One Hundred Meters | Teen Ink

One Hundred Meters MAG

By Anonymous

     The turn. For most, a simple midway point. For some, the wall is an advantage. For me it’s a flurry of emotion. The screams. For what? For whom? Am I swimming out of my mind and winning? Am I falling behind like during the morning heat? Are those cheers of support or sympathy? It doesn’t matter. Screaming does nothing. I do everything. Use the wall and finish your last 50 meters - redeem yourself for your failure this morning.

I was seeded fourth of 30 in the morning heat. I had two teammates seeded behind me, one of whom, Nicholas, was an old friend and rival. In the morning I had added two seconds, he had dropped three. So, I am seeded seventh in the finals and in the slow lane. He is seeded first and in the best lane, number four. He’s getting all the hype, and, of course, wants to win again. Since he won this morning and is a better swimmer, why shouldn’t he win? But maybe I’ll beat him.

The official calls us to the blocks and everyone performs a pre-swim ritual. Until this point, I was one of the few who didn’t do anything special before a race. But this time, I kneel before the pool, take some water into my hands and smell it before throwing it back. Then I ask for the strength of a warrior for just 100 meters. I am ready; 100 meters of breaststroke where I have to swim better than I think I can.

My dive is solid and I’m quick off the blocks. The pull-through is long and smooth. My coach’s words pop into my mind as I surface: “Swim it like a 50 and then let’s see what you have inside you.” I sprint to the 50-meter mark. To the turn. To the deciding point. It hurts so much; alright, James, let’s see what you have.

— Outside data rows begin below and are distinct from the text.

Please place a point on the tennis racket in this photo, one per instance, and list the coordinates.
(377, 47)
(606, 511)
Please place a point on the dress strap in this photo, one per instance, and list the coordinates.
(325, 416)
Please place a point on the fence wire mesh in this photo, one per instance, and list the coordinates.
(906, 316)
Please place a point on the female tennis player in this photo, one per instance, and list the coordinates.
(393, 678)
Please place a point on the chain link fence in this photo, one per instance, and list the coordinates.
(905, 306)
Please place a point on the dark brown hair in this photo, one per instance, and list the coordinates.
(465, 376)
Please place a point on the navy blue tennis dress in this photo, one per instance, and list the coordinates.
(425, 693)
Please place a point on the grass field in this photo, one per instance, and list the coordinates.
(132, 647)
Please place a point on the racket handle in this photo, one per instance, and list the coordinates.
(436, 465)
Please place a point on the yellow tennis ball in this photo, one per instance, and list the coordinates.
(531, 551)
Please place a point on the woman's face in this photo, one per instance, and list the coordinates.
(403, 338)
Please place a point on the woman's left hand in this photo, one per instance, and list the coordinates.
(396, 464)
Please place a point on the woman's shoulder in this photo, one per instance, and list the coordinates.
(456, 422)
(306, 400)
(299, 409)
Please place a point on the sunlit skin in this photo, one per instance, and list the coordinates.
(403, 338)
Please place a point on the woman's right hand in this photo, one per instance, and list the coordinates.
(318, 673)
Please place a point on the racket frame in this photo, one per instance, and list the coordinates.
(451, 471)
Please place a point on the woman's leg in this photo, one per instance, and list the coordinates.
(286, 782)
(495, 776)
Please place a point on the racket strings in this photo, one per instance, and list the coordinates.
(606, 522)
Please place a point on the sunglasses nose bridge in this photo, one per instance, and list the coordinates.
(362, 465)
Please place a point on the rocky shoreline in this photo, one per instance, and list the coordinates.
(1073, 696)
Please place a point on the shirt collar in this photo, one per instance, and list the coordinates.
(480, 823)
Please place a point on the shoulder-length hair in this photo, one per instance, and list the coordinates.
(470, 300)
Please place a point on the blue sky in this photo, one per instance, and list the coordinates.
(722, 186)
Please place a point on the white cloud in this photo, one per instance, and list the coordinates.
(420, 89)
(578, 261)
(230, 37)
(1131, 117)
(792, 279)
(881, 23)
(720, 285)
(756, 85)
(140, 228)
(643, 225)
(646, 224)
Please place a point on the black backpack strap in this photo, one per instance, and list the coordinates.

For some, the turn is an opportunity to take the shortest of glances at the competition. Forget that, not enough time. Got to keep pushing. My strokes are getting shorter. “I am become death,” the Hindu text says. Is it over? Did I try too hard ... stop. It’s almost over. Beat yourself up afterwards. Save your thoughts for later. The water is getting warmer; it’s the lactic acid. Get moving, James. Get your strokes longer; pull that water. Kick, stroke and glide. You’re almost there. The wall is getting close, the touch is near, don’t shorten your strokes. Finish what you started; justify the pain.

It was the largest scoreboard I had ever seen. A former Olympic complex, the USC pool was the most fantastic pool I had ever competed in. I loved every inch, from the old bulkheads to the blocks. It felt made for me. And that night, the night I swam my fateful 100 meter breaststroke, that scoreboard I loved displayed a first place next to the first lane. I did the unlikely. No, not unlikely, improbable. Impossible. Adrenaline was numbing me to the pain of what I had just done. The number 108.76 was seared into my memory.

It was the greatest moment of my life. It wasn’t the two second drop, or even the first place. Or even later when I found out it was the third fastest time in the country for my age group, it wasn’t that. It was the pain, the victory over myself and the odds. And most of all, the glory. The celebration and the hugs and the screams of teammates and the Olympic-style celebration of waving my cap. Until that point, I thought I was just another swimmer, better than most, but not spectacular. A hundred meters. Life can change in an instant; mine changed in 100 meters.